MB: Yes, I’m actually going to begin revising again shortly. I love film noir. I don’t know if you’ve ever watched Elevator to the Gallows. There’s this scene where this woman is walking through the streets, looking for her lover, and it’s just saxophone. She looks so devastated. It’s the most gorgeous thing I’ve ever seen, and usually I write from a place of longing. I was like, I want to be in black and white, and I want to look so devastated and beautiful but since I can’t do that, I decided to write a novel where someone like me was devastated and beautiful and almost in black and white. So I brought it to the trailer park, and the bad guy is the landlord and the elevation there is through heirlooms. Film noir usually centers around boredom with wealth, and then that’s where the existentialism comes up. But what does murder look like if it’s not just to get more, if it’s just a means to survive?
GCV: Hearing you, it strikes me that you’ve moved between two genres, the Gothic and mystery or noir. Is there something particularly appealing to you about genre? Obviously, your writing is also literary fiction, but it seems like you have a taste for these sensational genres.
MB: Yes, I think that is because of what I was raised around.

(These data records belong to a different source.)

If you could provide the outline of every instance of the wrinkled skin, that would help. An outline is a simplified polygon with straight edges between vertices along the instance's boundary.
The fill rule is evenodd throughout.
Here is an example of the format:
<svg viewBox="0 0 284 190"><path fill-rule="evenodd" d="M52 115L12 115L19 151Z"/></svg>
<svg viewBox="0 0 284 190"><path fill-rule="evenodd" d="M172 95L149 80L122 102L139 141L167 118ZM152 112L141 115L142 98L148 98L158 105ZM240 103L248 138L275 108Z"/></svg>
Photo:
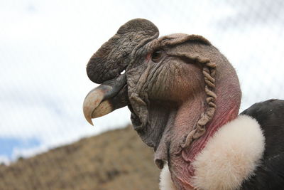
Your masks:
<svg viewBox="0 0 284 190"><path fill-rule="evenodd" d="M239 80L226 58L202 36L158 37L157 27L149 21L131 20L93 55L87 73L102 85L86 97L84 113L92 123L91 118L127 105L134 130L154 149L157 166L167 162L176 189L188 189L194 176L191 162L218 127L238 114ZM217 65L217 108L206 133L184 147L208 107L204 64L197 58Z"/></svg>

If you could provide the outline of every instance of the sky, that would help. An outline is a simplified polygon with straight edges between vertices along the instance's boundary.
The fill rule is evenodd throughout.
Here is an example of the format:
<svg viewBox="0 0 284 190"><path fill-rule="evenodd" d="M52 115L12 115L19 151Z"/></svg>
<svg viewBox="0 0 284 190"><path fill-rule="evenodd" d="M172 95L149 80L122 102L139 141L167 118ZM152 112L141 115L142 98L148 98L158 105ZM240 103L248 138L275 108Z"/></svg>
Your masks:
<svg viewBox="0 0 284 190"><path fill-rule="evenodd" d="M127 108L85 121L82 102L97 86L92 55L130 19L160 36L199 34L233 64L241 110L284 98L284 2L265 1L0 0L0 162L31 157L130 123Z"/></svg>

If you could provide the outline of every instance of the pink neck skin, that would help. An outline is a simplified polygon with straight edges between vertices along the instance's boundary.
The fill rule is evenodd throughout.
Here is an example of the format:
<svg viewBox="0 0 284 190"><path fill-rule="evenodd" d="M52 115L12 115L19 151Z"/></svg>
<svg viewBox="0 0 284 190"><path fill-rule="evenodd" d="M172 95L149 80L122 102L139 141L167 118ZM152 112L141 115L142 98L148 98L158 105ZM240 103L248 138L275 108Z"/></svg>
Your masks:
<svg viewBox="0 0 284 190"><path fill-rule="evenodd" d="M218 94L218 92L217 93ZM237 93L236 95L238 97ZM170 152L170 150L169 160L172 179L177 189L193 189L190 184L190 179L194 176L191 162L195 160L196 155L202 150L206 142L219 127L237 117L240 100L234 100L234 99L238 98L230 97L224 92L221 93L220 96L217 96L216 100L217 108L212 120L206 126L206 133L200 139L195 140L190 147L185 149L181 149L180 144L178 142L180 142L180 138L185 135L185 133L188 134L187 131L192 130L200 118L200 114L204 112L204 106L202 102L204 99L202 97L195 97L193 100L184 102L180 107L173 127L173 133L178 134L173 137L172 140L173 144L171 144L173 148L170 149L177 151Z"/></svg>

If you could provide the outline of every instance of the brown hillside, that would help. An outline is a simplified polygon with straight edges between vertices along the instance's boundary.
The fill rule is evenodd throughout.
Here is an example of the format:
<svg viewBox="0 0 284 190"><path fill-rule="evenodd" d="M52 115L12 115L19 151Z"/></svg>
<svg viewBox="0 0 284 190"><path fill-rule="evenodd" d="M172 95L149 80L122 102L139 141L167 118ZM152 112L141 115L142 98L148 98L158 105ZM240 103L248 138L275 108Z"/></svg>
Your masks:
<svg viewBox="0 0 284 190"><path fill-rule="evenodd" d="M153 154L128 127L0 166L0 189L158 189Z"/></svg>

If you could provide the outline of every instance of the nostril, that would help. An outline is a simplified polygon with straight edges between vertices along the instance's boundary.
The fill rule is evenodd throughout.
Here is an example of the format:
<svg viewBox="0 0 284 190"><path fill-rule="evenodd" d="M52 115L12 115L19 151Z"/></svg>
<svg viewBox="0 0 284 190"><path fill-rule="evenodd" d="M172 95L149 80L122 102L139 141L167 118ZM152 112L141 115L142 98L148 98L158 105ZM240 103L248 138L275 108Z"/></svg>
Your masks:
<svg viewBox="0 0 284 190"><path fill-rule="evenodd" d="M121 75L124 74L124 73L125 73L125 69L124 70L122 70L121 72L120 72L119 75Z"/></svg>

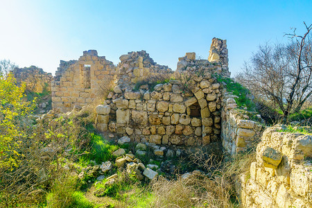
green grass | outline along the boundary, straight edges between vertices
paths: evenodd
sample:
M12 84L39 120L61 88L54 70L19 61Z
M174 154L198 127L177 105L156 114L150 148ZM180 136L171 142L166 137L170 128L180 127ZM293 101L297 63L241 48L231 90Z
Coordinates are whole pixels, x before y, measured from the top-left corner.
M279 132L291 132L291 133L301 133L304 135L312 135L312 128L304 128L301 126L291 126L288 125L287 128L282 129L279 130Z
M247 88L245 88L238 83L235 83L229 78L217 76L217 80L220 83L225 83L227 85L227 91L228 92L232 92L234 95L239 97L234 98L239 107L247 107L248 110L255 110L256 106L254 103L251 99L247 97L248 94L250 94L250 92Z

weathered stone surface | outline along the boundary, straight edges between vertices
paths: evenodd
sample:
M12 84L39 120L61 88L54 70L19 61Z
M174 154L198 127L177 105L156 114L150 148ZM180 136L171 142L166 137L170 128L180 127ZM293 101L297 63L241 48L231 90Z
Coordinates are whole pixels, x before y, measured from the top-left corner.
M156 104L156 109L159 112L166 112L168 110L168 107L169 105L169 103L166 101L159 101Z
M141 98L141 94L139 92L125 92L125 98L126 98L126 99L136 100L136 99L139 99L140 98Z
M100 168L103 173L106 173L112 168L112 164L110 161L106 161L105 162L102 163Z
M136 124L147 125L148 115L146 112L131 111L131 119Z
M162 85L162 88L164 92L171 92L172 89L172 84L171 83L165 83Z
M185 105L182 104L177 104L177 103L173 104L173 112L175 112L183 114L185 112L186 110L187 107L185 107Z
M119 157L125 154L125 150L123 148L120 148L112 153L112 155L115 157Z
M214 101L216 98L216 94L214 93L210 93L207 95L206 100L208 101Z
M158 115L148 116L148 121L152 125L159 125L162 123L162 118L159 118Z
M192 126L201 126L202 120L197 118L193 118L191 123L192 124Z
M237 130L237 135L242 137L252 137L255 132L249 129L239 128Z
M191 135L192 135L193 133L193 129L189 125L185 125L184 129L183 129L182 133L185 136Z
M175 127L174 127L173 125L167 125L166 127L166 134L171 135L172 134L174 133L174 132L175 131Z
M191 106L193 104L194 104L195 103L197 102L197 99L195 97L192 97L191 98L189 98L189 100L187 100L187 101L184 102L184 105L187 107Z
M146 168L143 172L143 175L149 180L153 180L158 175L158 173L149 168Z
M216 102L209 102L208 104L208 107L209 108L210 112L215 112L216 110Z
M107 115L110 112L110 105L98 105L96 108L96 114L101 115Z
M191 122L191 118L189 115L182 114L179 119L179 123L182 125L189 125Z
M173 94L170 96L170 101L172 103L182 102L182 101L183 101L183 98L180 94Z
M254 121L250 120L239 120L237 121L237 128L253 128Z
M263 165L265 167L277 168L277 166L281 161L281 153L276 150L267 147L262 154L262 159L263 159Z
M118 139L118 144L123 145L124 144L129 143L130 141L131 141L130 138L129 138L127 136L123 136L121 138L120 138L119 139Z
M178 114L173 114L171 116L171 124L178 124L180 115Z
M160 135L150 135L150 142L155 144L162 144L162 136Z
M201 89L198 90L196 93L194 93L195 96L196 97L197 100L200 100L201 98L204 98L205 94L202 92Z
M207 80L203 80L200 83L200 87L202 89L209 87L210 83Z
M118 123L129 123L129 110L116 111L116 119Z

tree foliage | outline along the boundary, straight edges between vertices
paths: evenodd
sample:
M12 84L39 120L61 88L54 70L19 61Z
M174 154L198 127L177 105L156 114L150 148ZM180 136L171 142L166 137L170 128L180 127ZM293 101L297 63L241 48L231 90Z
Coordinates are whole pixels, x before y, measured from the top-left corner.
M312 94L312 24L303 35L286 34L288 44L260 46L236 80L257 98L283 114L298 112Z

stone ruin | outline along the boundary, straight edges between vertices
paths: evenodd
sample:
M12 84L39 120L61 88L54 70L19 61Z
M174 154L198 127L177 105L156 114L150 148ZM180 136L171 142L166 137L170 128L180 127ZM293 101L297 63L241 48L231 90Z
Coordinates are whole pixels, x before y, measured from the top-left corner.
M230 75L226 40L214 38L209 52L208 60L187 53L173 71L145 51L121 55L116 67L96 51L84 51L78 60L61 61L52 82L53 109L86 105L110 89L96 107L100 131L164 145L218 141L223 94L217 78ZM153 78L167 80L151 89Z

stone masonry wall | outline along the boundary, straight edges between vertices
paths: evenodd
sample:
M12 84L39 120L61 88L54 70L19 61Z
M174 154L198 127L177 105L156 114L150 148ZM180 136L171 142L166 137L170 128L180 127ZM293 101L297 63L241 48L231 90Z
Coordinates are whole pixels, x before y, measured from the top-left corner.
M233 95L223 92L221 140L223 149L234 155L259 142L263 127L260 122L250 119L248 115L250 112L236 108L231 96Z
M52 107L67 112L75 105L86 105L111 85L116 75L113 63L96 51L83 52L78 60L61 61L52 86Z
M312 136L266 129L250 175L242 175L244 207L312 207Z

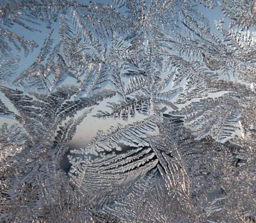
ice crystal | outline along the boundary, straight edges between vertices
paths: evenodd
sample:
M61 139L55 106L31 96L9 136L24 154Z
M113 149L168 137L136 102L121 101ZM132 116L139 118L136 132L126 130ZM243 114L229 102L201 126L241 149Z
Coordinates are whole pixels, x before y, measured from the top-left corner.
M0 222L255 222L255 15L0 0Z

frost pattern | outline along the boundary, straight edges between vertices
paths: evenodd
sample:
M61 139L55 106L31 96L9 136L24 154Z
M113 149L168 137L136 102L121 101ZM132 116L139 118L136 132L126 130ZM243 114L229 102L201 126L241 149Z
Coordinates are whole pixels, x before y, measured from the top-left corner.
M255 16L0 1L1 222L255 222ZM70 148L93 119L114 124Z

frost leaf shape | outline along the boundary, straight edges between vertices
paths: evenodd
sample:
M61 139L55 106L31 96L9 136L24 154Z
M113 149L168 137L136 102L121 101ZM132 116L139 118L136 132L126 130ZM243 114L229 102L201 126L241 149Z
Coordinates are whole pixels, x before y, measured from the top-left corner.
M0 4L1 220L255 221L255 1Z

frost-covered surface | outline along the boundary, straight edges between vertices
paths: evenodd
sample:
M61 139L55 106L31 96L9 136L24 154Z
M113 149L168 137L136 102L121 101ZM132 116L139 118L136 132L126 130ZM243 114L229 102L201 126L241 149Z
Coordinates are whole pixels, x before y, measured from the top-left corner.
M255 222L256 1L109 3L0 0L0 222Z

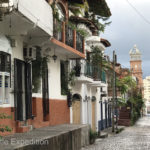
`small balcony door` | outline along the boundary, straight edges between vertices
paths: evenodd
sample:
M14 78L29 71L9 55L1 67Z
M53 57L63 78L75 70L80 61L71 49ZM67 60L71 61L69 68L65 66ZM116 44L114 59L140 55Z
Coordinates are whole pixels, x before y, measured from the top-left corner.
M31 64L14 60L15 119L25 121L32 117Z

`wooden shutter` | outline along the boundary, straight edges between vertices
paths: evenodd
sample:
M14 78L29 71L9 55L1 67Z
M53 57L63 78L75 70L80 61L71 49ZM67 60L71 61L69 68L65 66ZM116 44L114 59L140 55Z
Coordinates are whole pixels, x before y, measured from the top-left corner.
M31 85L31 64L25 63L25 99L26 119L32 117L32 85Z
M42 93L43 93L43 118L49 114L49 89L48 89L48 66L47 62L43 61L42 65Z
M22 85L22 61L14 60L14 100L15 120L23 121L23 85Z

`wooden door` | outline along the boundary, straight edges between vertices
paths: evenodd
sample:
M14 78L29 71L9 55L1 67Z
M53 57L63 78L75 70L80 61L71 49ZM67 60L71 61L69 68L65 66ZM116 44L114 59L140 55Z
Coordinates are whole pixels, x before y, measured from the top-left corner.
M73 123L81 123L81 103L79 100L74 100L72 102L72 113L73 113Z
M31 65L15 59L14 66L15 119L24 121L32 117Z
M96 122L96 120L95 120L95 115L96 115L96 113L95 113L95 109L96 109L96 101L92 101L92 129L95 131L96 130L96 124L95 124L95 122Z
M42 65L42 94L43 94L43 120L49 120L49 87L48 87L48 66L43 61Z

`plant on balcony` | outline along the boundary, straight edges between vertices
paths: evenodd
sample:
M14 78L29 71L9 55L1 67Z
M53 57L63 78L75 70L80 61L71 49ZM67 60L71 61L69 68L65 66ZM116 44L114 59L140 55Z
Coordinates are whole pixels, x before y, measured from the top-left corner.
M80 1L80 3L69 0L69 9L75 16L84 16L84 13L89 11L89 4L87 0Z

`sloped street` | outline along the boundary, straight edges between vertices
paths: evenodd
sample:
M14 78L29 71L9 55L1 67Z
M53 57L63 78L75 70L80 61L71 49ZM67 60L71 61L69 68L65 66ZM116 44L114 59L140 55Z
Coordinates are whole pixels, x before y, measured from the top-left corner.
M136 125L125 128L120 134L97 141L82 150L149 150L150 116L140 118Z

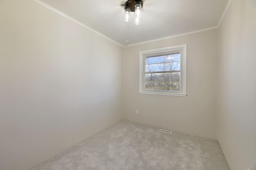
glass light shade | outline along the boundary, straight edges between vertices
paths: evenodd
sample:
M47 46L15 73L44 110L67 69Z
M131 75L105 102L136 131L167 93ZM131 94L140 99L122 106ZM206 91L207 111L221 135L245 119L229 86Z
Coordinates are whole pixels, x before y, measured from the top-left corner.
M136 4L135 5L135 18L140 18L141 17L142 13L141 9L142 6L140 4Z
M131 11L129 8L124 9L124 21L129 22L131 20Z
M136 25L140 24L140 18L136 18L134 19L134 24Z

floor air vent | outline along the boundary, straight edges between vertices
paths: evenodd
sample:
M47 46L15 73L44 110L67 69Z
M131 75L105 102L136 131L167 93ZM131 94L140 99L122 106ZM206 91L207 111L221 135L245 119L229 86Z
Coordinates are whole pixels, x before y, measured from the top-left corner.
M159 130L159 131L162 132L164 132L165 133L169 133L169 134L172 134L172 132L170 131L166 131L166 130L164 130L164 129L160 129Z

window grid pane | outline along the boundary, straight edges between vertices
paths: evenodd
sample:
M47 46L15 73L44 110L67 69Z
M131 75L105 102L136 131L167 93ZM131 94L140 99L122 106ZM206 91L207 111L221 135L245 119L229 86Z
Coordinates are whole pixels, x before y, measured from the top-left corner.
M146 57L144 63L144 90L180 91L180 53Z

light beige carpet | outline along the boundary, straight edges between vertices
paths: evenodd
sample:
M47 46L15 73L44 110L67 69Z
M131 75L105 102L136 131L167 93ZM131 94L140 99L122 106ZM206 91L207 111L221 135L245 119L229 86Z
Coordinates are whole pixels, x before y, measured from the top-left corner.
M38 165L41 170L229 170L216 140L122 121Z

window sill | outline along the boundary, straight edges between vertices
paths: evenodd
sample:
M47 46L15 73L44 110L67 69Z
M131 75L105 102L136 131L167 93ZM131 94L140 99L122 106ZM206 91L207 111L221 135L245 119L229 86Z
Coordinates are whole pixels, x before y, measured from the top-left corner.
M162 95L162 96L173 96L186 97L187 94L183 94L182 93L169 93L165 92L139 92L139 94L150 94L153 95Z

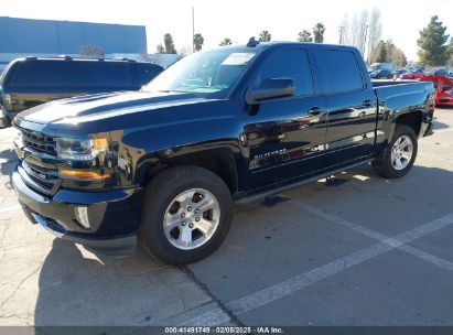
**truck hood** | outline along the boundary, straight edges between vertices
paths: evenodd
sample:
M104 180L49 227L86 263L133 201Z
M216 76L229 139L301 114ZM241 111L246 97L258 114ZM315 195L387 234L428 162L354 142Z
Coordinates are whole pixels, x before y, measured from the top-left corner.
M47 126L78 123L207 100L186 93L109 93L47 102L20 112L18 118Z

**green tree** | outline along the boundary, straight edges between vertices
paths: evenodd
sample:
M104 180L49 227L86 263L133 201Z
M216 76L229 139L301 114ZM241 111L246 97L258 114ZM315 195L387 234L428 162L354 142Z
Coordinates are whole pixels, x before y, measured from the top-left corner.
M165 53L165 48L163 47L162 43L159 43L158 46L155 46L155 52L158 54L164 54Z
M299 33L298 42L313 42L312 33L304 29Z
M430 66L442 66L449 60L449 35L446 26L439 21L438 15L431 18L430 23L420 31L417 41L419 46L419 63Z
M272 35L267 30L263 30L259 33L259 42L270 42L271 39Z
M224 45L231 45L231 44L233 44L231 40L228 37L225 37L224 40L222 40L220 44L218 45L224 46Z
M324 42L324 33L325 33L325 25L322 24L321 22L317 22L317 23L313 26L314 42L316 42L316 43L323 43L323 42Z
M203 37L202 34L198 33L194 35L195 51L201 51L203 48L204 43L205 43L205 39Z
M165 54L175 54L176 47L174 46L173 36L170 33L163 35L163 45L165 47Z

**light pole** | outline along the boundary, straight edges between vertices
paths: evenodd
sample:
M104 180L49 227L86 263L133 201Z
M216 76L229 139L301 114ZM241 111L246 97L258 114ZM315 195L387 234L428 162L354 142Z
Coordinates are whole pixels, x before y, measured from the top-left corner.
M368 35L368 24L365 25L364 46L363 46L363 52L362 52L363 56L365 56L365 48L367 45L367 35Z
M192 6L192 53L195 52L195 8Z

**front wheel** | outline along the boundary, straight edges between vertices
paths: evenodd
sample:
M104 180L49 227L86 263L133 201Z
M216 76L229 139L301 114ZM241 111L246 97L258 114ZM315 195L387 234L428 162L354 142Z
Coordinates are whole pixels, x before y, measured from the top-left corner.
M412 128L398 125L382 158L373 162L373 168L380 176L401 177L409 172L417 158L418 142Z
M141 236L159 260L181 266L203 259L224 241L233 220L224 181L202 168L172 168L145 188Z

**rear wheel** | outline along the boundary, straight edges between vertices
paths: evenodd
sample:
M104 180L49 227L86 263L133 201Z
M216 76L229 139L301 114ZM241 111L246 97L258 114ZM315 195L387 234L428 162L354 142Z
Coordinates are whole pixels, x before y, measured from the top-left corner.
M373 168L380 176L401 177L409 172L417 158L418 142L412 128L398 125L382 158L373 162Z
M142 210L147 250L165 263L186 264L222 245L233 220L233 199L216 174L181 166L151 181Z

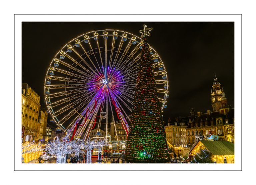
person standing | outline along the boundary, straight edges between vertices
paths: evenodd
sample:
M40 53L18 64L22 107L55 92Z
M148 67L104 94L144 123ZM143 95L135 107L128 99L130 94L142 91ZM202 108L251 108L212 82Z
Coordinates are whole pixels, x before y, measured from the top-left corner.
M78 156L79 158L78 158L78 160L79 160L79 163L81 163L82 161L81 160L81 154L79 154L79 156Z
M124 163L124 161L125 161L125 154L124 152L123 153L123 155L122 156L122 159L123 161L123 163Z
M100 152L99 153L99 160L101 161L101 153Z
M105 162L105 155L106 155L106 152L103 152L103 161L104 162Z
M107 162L108 160L108 153L107 151L106 152L106 157L107 158Z

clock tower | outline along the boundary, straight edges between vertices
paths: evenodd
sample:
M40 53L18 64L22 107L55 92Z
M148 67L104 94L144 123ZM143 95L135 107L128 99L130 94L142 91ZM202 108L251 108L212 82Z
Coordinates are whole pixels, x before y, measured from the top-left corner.
M216 74L214 74L214 81L212 84L211 93L211 100L213 112L219 111L221 106L221 99L222 98L222 87L218 81Z

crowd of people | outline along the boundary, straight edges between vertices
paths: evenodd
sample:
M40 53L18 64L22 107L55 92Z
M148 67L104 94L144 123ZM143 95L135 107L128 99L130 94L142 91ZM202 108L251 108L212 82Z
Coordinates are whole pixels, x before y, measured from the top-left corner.
M85 163L86 160L86 155L79 154L79 156L74 155L70 157L70 160L69 161L69 163L76 163L79 161L79 163ZM67 160L66 160L67 163L68 162Z
M111 163L119 163L118 158L117 159L113 158L112 159L112 155L111 152L104 151L103 153L103 160L102 159L102 154L101 153L99 152L98 154L99 161L100 162L103 162L104 163L108 163L110 161ZM122 163L125 163L125 154L123 152L122 154ZM74 155L70 157L69 163L77 163L79 162L79 163L86 163L86 155L80 154L79 155ZM67 158L66 159L66 162L69 163L67 161Z

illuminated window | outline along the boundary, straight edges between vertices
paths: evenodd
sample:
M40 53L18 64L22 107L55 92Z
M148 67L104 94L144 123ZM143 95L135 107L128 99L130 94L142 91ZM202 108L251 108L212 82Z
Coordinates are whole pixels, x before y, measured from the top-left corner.
M228 134L231 134L231 128L228 128Z
M223 158L223 159L224 159L224 163L226 164L227 163L227 158L226 157L224 157Z
M218 128L217 129L218 131L218 136L223 136L223 129L222 128Z

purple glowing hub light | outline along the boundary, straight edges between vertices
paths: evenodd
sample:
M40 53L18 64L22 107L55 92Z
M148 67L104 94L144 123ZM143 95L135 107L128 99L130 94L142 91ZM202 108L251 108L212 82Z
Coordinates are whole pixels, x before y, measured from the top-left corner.
M97 92L102 88L103 93L107 93L109 91L115 95L120 94L124 83L123 77L120 72L115 68L103 67L88 84L89 90ZM106 86L106 88L104 88L104 86Z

I wasn’t raised watching film noir, but my mother was very much into horror movies. And even just living in a small town in the South, people are fairly loud, fairly dramatic. I do enjoy quiet literary fiction, I enjoyed Ulysses, going deep into the psychology of Joyce, this strange dude. But I think I’m still intrigued mostly by drama and being very dramatic in different ways and that’s usually through genre. But I’m curious to see if that changes as I continue writing.
GCV: How many novels do you have planned?
MB: I have another one in me. I went to Ireland. It’s my entire personality right now, and I think it’ll be set there.
GCV: I was wondering if you could talk a little bit about craft. How did your classes in English help you with the craft of writing?
MB: Recently on the pre-sale tour, I met with booksellers, and one of them asked, “Did you study poetry?” And I said, “Yes.” And she said, “Oh, that makes sense.” I hadn’t really thought about it. But being a lyrical writer means having the space to kind of zoom in and focus on what the sound of the language is doing, and then transferring that over to fiction. Even now I try to practice poetry, like when I’m on a flight. I have a Notes app, and I’ll just start listing words that I really like the sound of, and then I’ll see some commonalities between them.
GCV: I was also struck reading your novel, Magnolia speaks in a particular way and I was wondering about how you developed her voice.
MB: Being concerned with music, that was just how she came to me. I don’t want to sound too woo-woo, she just came to me in a dream, speaking and singing. Also with the thread of hiding behind pounds of makeup and shape-shifting, I needed her home to be evident throughout, the core of herself, and for her, that’s her voice, her weird, wacky voice.
GCV: The novel is very much focused on death, and obviously that’s an element in the Gothic. It’s kind of striking for someone so young.
MB: Growing up Southern Baptist, there were many sermons focused on either saving the soul or what the apocalypse might look like. A family member had a phase where he wanted to be a preacher, so he read Revelations to us across a span of weeks. So that was on my mind. Then also I went to DC in eighth grade around 2012 – the world was going to end. There were a few predicted ends of the world, and so I was very anxious because the Church said these things were true. And I was just waiting any moment for the world to blink to black or burst into flames.
GCV: I was also thinking this book could really work well as an adaptation. Have your editors or publishers shopped it around?
MB: I’m working with a film agent at CAA, and I don’t really know what’s happening. I think after the book release, we’ll meet again and form a plan, so fingers and toes crossed. If you see Quentin Tarantino lurking the streets of Knoxville, flag him down.
GCV: It’s true, he needs to make a movie set in Knoxville. He was born here but he hasn’t done any serious representation of our fair town. Your novel might be just the thing.